NEWS RELEASE 5/4/00
Chairman Jenkins Testifies at House Hearing
Washington, DC, May 4, 2000—"Comparable, relevant, reliable, and neutral financial information is the lifeblood of the U.S. capital markets," said Edmund L. Jenkins today in a statement to the House Subcommittee on Finance and Hazardous Materials. Mr. Jenkins is chairman of the Financial Accounting Standards Board, whose project on business combinations is the subject of a public hearing today in Washington.
"The unparalleled success and competitive advantage of the U.S. capital markets are due, in no small part, to the high-quality and continually improving U.S. financial accounting standards," Mr. Jenkins said. In setting those standards, Mr. Jenkins noted, "we attempt to ensure that corporate financial reports give consumers an informative picture of an enterprise's financial condition and activities and do not color the image to influence behavior in any particular direction."
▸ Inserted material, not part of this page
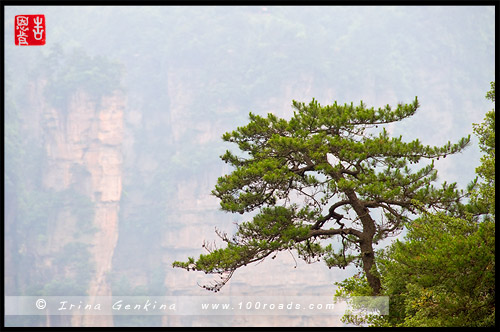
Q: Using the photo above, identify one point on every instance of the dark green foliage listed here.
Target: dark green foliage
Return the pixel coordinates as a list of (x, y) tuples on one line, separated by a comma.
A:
[(281, 159), (443, 273)]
Mr. Jenkins said that, "There are few areas of accounting that need improvement more than the accounting for business combinations. The current accounting literature allows two economically similar business combinations to be accounting for using different accounting methods that produce dramatically different financial results, which is confusing to investors."
The FASB has proposed eliminating one of those methods of accounting, called "pooling of interests," because it fails to acknowledge the true cost of a business combination. "In a pooling," Mr. Jenkins explained, "the book values of combining companies are merely added together without recognizing the actual price one company paid to acquire the other. The purchase method of accounting, on the other hand, reveals that real cost of the transaction and gives investors the valuable information they need to make investment and capital allocation decisions."
The Board has been studying the business combination issues for several years and issued its proposal last September. It received almost 200 comment letters on the proposal and heard from more than 40 individuals at its public hearings held in February. In April, the Board began redeliberating the issues at public Board meetings, based on what was learned from those letters and testimony.
"The FASB is all about protecting the consumers of financial information," Mr. Jenkins said. "Those consumers need credible, transparent, and comparable information for effective participation in our capital markets. The Board's job is to ensure that those consumers get the information they need."